Yes Bank set to go virtually NPA-free with big deal to offload bad loans
Private-sector lender Yes Bank has inked a binding agreement to offload a large block of stressed loans to JC Flowers Asset Reconstruction Pvt. Ltd that would make it virtually non-performing assets (NPA)-free.
The deal will enable Yes Bank to become a more attractive value proposition for prospective private equity investors who have been eyeing a stake in the company.
SBI currently owns a 30% stake and is the single largest shareholder in Yes Bank.
Yes Bank had faced headwinds two years ago over corporate governance concerns related to co-founder and former chief Rana Kapoor leading to his exit and the entry of state-controlled lender SBI to steer the company.
The bank’s gross NPA level had shot up to 15.4% as of March 31, 2021, which moderated to 13.9% as of March 31, 2022. But was still way above the comfort level and average of other private lenders.
The private-sector lender had previously offered to create a new ARC for bidding for its own stressed assets, only to be shown a red signal from the Reserve Bank of India. It is now likely to pick up a 20% stake in the JC Flowers ARC.

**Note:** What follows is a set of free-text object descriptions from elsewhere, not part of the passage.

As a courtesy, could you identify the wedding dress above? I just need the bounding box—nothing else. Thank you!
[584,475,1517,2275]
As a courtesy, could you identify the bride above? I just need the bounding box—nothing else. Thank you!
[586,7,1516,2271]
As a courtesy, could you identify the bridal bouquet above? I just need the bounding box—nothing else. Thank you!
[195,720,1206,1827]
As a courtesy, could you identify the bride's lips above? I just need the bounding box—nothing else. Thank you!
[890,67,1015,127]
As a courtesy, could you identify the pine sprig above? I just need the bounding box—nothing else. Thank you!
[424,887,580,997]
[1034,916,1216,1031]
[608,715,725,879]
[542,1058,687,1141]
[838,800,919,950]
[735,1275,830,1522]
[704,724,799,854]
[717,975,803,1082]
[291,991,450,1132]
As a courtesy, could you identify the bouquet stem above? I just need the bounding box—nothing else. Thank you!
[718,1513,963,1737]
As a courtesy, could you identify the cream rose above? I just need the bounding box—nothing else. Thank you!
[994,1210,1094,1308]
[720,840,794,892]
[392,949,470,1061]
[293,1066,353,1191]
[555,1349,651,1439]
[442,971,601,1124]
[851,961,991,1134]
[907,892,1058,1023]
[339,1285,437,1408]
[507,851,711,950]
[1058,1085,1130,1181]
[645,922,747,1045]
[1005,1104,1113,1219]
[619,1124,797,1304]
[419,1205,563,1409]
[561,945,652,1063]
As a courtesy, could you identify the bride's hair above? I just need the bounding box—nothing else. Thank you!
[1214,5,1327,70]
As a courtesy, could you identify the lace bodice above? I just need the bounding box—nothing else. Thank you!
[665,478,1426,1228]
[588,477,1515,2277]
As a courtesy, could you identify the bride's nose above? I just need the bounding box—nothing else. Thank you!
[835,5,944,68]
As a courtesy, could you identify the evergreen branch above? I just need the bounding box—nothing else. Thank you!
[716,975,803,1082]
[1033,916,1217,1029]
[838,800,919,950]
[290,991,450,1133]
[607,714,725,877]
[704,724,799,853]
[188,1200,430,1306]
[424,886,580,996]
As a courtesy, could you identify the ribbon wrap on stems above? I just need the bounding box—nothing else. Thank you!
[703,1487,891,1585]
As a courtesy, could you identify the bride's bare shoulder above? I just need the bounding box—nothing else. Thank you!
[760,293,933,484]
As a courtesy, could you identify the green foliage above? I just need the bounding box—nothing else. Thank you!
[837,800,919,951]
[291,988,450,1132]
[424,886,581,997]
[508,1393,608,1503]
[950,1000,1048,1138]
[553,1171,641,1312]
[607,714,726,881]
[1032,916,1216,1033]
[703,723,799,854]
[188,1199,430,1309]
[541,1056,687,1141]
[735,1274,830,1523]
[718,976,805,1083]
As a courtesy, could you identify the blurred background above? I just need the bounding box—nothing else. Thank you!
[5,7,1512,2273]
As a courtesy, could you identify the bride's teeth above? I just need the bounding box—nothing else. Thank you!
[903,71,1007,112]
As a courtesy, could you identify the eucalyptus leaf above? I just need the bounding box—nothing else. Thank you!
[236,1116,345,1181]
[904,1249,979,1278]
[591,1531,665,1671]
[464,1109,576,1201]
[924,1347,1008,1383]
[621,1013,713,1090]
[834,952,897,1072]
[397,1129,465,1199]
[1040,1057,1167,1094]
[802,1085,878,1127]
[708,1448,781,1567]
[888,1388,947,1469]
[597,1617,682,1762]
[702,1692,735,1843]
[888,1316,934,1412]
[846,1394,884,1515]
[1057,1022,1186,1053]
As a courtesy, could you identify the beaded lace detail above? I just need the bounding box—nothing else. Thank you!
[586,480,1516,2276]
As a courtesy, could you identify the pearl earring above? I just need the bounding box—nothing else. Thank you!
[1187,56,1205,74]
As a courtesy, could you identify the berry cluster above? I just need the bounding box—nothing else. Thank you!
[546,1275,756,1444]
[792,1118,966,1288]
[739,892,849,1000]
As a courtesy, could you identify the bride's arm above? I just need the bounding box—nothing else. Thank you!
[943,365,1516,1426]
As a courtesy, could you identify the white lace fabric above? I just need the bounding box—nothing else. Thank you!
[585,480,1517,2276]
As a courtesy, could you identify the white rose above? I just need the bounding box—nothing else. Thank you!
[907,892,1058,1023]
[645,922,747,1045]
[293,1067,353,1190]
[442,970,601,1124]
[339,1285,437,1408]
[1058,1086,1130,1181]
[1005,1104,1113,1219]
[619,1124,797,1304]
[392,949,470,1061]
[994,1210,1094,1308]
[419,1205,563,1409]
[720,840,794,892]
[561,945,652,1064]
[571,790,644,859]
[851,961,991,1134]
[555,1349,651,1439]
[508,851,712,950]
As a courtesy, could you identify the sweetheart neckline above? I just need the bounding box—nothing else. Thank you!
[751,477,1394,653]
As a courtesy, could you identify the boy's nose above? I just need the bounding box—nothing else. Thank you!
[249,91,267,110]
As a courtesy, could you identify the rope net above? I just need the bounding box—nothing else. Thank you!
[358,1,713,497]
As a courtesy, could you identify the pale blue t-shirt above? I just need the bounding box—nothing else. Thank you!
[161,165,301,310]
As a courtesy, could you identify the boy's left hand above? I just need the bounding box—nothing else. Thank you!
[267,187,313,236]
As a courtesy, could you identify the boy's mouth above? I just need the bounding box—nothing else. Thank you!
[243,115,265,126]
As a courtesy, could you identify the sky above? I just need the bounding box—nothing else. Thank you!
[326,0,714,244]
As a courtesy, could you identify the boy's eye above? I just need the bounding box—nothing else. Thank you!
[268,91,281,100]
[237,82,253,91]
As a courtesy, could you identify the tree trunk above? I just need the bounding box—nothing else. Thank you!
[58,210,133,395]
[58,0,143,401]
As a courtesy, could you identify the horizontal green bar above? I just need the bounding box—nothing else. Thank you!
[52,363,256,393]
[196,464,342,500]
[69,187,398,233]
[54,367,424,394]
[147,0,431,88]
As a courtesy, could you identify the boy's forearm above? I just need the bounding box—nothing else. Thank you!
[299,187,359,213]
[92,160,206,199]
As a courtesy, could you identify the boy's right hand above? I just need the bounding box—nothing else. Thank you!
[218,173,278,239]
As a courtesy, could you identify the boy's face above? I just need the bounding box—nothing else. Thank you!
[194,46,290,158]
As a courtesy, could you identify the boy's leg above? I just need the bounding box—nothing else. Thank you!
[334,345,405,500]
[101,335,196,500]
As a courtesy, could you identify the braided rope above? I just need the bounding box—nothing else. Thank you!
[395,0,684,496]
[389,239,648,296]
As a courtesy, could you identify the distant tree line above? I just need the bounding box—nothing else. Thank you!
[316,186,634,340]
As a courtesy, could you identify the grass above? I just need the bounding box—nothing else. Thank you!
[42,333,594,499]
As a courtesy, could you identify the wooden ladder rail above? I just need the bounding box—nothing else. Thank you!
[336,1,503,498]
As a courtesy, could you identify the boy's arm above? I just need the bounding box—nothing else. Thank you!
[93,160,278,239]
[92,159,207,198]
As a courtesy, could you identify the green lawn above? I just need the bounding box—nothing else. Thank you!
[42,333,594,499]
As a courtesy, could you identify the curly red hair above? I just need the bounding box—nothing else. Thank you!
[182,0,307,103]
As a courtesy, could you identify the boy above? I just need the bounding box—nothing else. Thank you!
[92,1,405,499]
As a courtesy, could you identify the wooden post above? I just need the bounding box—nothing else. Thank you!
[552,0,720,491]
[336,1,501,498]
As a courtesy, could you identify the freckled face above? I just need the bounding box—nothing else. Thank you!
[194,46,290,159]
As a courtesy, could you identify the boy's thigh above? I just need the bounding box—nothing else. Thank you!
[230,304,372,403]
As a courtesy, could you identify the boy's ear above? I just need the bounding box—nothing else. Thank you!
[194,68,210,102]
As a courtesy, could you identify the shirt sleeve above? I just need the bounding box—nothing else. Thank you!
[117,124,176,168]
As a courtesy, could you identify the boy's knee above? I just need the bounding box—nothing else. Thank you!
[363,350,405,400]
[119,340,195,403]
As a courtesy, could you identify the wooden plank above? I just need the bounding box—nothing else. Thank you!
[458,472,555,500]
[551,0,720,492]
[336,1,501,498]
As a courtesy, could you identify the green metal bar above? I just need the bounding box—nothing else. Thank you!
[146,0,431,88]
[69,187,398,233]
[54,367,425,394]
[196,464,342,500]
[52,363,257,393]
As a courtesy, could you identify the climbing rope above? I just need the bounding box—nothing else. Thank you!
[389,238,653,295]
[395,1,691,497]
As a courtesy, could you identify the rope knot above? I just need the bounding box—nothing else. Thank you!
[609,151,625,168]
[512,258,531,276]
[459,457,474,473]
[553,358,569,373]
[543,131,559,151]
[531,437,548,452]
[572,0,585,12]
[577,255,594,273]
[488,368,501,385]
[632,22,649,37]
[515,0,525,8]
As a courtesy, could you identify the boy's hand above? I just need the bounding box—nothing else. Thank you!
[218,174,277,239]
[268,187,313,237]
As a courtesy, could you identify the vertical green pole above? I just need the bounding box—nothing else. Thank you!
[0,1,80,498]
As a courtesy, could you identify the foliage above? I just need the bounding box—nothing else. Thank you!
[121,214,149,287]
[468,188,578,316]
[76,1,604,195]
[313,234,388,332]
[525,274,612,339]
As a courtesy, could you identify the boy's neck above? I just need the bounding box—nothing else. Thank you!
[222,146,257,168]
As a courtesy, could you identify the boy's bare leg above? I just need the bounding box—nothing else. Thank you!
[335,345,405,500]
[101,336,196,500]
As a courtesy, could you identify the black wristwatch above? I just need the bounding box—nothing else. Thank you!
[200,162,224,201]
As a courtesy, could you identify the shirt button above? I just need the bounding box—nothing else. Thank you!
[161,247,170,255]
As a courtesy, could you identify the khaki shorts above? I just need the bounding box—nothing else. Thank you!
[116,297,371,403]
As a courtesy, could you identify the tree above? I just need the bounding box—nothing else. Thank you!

JC Flowers ARC is currently a three-way JV between JC Flowers, Emso and Eight Capital. Eight Capital is looking to exit the venture by selling its 35% stake in the ARC. Part of this would be bought by Yes Bank.
The lates move to sell the bad loans follows an enabling approval of the board of directors on May 6 and the final approval from the board credit committee on July 13, the bank said Friday.
Accordingly, the bank has decided that JC Flowers ARC will be base bidder for a proposed sale of an identified stressed loan portfolio of aggregating to up to Rs 48,000 crore ($6 billion).
The bank said it plans to run a bidding process on the Swiss Challenge basis for the sale of such portfolio using JC Flowers ARC’s bid as the base offer.
This means while new bidders would be allowed to bid on top of the base price, JC Flowers will have the right to match the higher bid.
JC Flowers had offered around Rs 12,000 crore to buy the bad loans, pipping other suitors like Cerberus.